Transfer learning in guided wave testing of pipes

•Availability of experimental data in the NDT field is insufficient for ML training.•A transfer learning strategy to augment real data with simulations is proposed.•ML is applied to automatise the detection of pipe features in guided wave signals.•This strategy yielded great improvements for cases of scarce available “real” data.•VGG-Net achieved false positive rates of 1.5 to 4 % at a true positive rate of 99.7 % Guided wave testing (GWT) is a non-destructive testing (NDT) technique extensively used for in-service testing of pipes that allows the inspection of tens of metres of pipe in either direction from a single sensor position. The aims are to identify and locate all physical features found along the pipe in the axial direction, and in particular the presence of defects, such as cracks or corrosion patches. However, the signals output by GWT of pipes are complex to interpret, making the quality of inspection highly dependent on the operator skills. Due to such signal complexities, at present there is a lack of automated procedures that can help operators in this task.

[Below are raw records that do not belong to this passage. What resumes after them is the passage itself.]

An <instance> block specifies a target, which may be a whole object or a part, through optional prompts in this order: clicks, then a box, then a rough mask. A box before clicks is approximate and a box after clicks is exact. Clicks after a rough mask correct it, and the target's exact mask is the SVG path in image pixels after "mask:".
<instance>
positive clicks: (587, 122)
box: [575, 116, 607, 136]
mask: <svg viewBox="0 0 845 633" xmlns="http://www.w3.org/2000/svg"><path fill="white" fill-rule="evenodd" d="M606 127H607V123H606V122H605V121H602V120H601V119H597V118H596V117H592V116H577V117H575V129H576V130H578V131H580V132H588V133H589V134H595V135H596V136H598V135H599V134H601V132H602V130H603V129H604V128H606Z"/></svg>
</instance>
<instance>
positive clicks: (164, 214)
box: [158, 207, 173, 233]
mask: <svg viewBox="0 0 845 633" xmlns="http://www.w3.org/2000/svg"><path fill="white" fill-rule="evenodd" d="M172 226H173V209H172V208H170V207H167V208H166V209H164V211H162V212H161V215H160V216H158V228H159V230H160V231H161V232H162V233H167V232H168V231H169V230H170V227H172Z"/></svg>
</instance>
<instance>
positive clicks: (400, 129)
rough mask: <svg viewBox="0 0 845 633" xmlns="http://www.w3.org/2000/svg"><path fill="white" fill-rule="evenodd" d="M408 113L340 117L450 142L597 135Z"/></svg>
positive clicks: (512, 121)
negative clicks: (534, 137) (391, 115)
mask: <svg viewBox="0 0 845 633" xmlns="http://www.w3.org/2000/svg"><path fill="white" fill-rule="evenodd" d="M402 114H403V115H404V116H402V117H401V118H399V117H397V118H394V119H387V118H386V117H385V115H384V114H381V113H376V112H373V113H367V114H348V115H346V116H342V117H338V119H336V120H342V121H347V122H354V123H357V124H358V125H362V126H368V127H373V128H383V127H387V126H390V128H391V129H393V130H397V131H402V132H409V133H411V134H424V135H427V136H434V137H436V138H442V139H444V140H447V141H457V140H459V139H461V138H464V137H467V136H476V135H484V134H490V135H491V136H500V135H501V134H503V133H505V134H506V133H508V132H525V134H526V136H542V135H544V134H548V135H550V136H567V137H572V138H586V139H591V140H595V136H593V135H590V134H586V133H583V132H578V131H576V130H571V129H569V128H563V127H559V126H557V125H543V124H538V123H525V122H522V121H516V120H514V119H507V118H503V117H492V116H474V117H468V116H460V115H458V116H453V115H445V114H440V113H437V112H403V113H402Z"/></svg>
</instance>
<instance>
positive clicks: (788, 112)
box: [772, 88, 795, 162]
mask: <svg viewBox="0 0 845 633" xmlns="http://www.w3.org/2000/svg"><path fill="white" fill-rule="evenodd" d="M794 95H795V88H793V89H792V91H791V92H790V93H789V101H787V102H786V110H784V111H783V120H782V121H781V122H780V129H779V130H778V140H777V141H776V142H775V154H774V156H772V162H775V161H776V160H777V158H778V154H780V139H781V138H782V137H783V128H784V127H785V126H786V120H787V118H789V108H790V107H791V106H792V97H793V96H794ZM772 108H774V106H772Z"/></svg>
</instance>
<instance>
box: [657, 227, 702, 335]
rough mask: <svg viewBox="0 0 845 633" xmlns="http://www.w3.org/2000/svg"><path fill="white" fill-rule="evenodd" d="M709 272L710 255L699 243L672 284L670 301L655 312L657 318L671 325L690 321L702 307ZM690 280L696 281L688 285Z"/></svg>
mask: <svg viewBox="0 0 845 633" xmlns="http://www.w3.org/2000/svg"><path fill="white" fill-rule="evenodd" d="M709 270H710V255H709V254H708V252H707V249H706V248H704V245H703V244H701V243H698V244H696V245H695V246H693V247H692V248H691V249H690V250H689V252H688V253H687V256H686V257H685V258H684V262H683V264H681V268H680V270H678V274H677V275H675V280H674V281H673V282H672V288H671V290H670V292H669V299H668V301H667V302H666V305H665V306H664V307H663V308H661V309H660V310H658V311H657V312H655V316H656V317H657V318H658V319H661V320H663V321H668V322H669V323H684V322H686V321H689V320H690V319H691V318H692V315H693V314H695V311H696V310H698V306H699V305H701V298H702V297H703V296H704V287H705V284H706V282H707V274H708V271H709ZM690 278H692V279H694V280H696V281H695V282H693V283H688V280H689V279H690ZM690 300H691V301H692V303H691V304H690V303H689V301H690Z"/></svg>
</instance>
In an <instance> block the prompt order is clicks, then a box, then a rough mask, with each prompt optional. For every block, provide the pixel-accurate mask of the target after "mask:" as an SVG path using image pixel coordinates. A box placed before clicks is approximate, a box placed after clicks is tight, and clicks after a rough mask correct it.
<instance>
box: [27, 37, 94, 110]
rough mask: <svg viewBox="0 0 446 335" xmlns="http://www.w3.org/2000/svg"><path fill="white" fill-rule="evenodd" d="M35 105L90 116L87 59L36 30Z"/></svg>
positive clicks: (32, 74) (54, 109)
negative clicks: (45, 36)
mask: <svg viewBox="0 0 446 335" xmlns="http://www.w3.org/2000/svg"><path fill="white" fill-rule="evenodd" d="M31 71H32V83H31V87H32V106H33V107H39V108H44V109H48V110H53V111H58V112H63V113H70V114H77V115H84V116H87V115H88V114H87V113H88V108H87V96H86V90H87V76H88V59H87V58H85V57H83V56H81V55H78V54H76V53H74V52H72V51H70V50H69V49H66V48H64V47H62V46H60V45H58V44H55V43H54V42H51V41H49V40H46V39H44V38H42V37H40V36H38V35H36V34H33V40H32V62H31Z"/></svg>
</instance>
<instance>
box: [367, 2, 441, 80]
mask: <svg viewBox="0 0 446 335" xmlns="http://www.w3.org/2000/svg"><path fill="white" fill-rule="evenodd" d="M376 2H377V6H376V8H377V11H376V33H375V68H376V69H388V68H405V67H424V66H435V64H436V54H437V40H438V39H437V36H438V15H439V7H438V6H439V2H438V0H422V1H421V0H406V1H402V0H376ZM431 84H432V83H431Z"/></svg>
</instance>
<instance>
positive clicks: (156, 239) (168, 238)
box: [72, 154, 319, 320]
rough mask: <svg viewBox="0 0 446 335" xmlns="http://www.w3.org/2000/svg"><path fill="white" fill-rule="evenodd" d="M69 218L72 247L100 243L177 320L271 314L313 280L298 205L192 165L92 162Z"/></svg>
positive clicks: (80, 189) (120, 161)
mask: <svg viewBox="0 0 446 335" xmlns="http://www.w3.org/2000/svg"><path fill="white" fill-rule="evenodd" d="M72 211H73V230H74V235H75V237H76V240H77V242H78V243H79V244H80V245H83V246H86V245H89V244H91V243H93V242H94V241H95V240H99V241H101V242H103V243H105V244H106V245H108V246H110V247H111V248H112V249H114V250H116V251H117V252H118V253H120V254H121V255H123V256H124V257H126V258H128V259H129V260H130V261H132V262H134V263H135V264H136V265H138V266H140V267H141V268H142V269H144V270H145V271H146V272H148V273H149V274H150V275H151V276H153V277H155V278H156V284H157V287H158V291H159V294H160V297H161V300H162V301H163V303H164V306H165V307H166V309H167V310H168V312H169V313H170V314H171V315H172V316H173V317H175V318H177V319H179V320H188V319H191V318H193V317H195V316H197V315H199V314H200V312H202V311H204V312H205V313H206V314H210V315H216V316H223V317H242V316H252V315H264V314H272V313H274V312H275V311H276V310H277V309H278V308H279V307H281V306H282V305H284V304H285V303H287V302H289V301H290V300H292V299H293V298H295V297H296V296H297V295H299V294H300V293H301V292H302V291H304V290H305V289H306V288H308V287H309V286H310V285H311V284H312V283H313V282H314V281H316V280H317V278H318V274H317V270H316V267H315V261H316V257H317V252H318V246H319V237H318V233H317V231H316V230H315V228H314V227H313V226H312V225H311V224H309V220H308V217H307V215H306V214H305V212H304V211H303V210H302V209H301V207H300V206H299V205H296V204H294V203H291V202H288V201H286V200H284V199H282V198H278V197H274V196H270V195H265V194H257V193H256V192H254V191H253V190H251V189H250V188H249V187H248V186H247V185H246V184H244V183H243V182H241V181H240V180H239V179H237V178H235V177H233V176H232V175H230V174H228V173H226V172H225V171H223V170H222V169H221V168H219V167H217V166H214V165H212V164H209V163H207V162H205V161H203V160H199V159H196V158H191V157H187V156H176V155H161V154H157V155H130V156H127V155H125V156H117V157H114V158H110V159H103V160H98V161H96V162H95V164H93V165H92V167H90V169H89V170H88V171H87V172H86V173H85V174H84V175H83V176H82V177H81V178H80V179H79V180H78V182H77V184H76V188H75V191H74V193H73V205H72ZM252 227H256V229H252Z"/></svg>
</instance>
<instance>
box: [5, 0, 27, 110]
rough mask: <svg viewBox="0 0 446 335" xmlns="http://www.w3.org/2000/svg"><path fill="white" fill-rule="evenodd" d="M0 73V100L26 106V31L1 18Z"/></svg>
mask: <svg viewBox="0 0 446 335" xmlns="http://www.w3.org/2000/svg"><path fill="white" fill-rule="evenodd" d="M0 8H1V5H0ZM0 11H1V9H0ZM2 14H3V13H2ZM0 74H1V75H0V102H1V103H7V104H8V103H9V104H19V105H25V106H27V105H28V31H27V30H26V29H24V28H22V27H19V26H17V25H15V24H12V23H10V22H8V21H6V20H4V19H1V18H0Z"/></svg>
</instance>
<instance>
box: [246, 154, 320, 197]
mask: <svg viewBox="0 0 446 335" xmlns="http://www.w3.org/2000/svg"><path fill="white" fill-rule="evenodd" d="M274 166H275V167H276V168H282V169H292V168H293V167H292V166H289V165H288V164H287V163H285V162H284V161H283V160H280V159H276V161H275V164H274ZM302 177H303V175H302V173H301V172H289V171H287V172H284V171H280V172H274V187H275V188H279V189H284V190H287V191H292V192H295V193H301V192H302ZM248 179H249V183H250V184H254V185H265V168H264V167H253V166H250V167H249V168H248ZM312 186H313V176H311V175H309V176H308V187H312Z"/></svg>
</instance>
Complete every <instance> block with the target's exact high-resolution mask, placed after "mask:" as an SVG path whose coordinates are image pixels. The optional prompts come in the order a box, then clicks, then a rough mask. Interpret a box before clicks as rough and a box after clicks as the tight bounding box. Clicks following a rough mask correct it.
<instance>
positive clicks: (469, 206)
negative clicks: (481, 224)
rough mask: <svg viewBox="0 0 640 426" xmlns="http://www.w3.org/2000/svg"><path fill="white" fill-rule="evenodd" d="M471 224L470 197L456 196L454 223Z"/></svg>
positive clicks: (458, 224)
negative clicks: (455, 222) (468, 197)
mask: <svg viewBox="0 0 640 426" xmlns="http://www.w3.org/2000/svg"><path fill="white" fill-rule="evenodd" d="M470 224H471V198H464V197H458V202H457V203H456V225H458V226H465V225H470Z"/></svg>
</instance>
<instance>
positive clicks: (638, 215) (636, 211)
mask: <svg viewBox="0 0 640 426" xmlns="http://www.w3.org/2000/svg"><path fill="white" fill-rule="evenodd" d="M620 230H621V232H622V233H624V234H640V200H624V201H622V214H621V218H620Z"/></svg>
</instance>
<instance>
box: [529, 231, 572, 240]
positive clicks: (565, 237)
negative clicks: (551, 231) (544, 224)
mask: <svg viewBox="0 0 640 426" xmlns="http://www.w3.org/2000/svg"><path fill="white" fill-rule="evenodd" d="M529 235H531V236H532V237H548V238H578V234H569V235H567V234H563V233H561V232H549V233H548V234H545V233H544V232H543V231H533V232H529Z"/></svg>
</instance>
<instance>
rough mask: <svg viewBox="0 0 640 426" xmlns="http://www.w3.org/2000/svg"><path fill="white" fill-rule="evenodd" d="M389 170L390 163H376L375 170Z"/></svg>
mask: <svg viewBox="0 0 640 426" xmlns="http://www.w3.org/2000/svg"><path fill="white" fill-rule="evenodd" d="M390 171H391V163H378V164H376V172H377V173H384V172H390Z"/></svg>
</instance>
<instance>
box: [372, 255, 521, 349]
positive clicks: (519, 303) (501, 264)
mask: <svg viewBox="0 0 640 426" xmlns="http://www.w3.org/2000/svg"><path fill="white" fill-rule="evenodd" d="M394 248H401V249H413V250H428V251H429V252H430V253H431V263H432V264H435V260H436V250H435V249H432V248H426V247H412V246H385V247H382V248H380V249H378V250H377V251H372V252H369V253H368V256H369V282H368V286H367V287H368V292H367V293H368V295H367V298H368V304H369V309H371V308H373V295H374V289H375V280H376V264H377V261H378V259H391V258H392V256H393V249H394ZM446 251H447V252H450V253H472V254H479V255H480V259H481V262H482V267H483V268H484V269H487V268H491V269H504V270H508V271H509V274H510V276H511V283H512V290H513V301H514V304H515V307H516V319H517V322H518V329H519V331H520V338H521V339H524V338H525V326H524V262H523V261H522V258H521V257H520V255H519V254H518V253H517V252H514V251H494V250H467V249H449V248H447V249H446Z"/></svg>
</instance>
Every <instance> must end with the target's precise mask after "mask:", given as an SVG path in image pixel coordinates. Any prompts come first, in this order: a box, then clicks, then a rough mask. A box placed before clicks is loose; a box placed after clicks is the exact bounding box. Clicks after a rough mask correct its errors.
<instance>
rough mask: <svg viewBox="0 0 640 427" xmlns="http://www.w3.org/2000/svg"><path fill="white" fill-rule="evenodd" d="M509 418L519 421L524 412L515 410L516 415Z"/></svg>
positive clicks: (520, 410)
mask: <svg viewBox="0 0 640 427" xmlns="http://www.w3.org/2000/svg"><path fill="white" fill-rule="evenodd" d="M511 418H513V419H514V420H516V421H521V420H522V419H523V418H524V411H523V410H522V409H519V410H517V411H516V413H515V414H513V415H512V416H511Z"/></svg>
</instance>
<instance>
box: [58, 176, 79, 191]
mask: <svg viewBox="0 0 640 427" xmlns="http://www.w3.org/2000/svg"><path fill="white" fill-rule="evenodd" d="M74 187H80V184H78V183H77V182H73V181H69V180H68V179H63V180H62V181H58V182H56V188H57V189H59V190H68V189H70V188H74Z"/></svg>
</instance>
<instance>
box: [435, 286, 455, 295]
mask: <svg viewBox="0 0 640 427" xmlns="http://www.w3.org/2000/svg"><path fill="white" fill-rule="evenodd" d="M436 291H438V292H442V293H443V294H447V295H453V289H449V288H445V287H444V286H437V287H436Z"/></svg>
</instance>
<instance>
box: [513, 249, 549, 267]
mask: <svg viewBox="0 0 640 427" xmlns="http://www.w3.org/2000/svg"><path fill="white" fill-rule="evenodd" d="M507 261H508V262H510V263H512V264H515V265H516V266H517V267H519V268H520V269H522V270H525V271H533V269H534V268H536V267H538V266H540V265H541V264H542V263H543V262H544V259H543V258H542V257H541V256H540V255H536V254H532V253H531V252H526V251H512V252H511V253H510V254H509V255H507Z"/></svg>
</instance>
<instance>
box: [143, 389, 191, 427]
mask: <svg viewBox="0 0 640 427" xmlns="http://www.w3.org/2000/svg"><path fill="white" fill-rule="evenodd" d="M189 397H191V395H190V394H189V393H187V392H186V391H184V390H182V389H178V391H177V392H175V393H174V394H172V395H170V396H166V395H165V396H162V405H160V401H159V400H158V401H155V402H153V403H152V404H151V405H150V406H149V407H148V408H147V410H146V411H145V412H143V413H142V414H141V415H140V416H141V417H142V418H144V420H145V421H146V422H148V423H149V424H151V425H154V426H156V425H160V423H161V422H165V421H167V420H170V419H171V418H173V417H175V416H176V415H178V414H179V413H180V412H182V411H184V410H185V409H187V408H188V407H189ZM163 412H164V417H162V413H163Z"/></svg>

Some of the recently developed machine learning (ML) algorithms are expected to possess the modelling capabilities required to address such a classification task, though they would typically need hundreds if not thousands of labelled input data for their training. This amount of experimental data is seldom available in the NDT field, particularly with regards to the damage cases. The main purpose of this article is to investigate whether, and how, it is possible to augment an available set of labelled experimental data with a synthetic dataset having characteristics that are similar but still distinct from the real ones. This is studied by training three different ML models with various combinations of actual and simulated data pertaining to GWT of pipes, the goal being the automated detection of reflections from pipe features within the inspection traces. The results demonstrate that when there is scarce availability of experimental data, substantial detection improvements can be achieved by pre-training the chosen ML model with synthetic data, before fine-tuning it on actual inspection data. In particular, the ML algorithm that is found to perform best for this task is a VGG-Net model, which is shown to yield false positive rates in the order of ∼1.5 to 4 % at the fixed true positive rate of 99.7 %.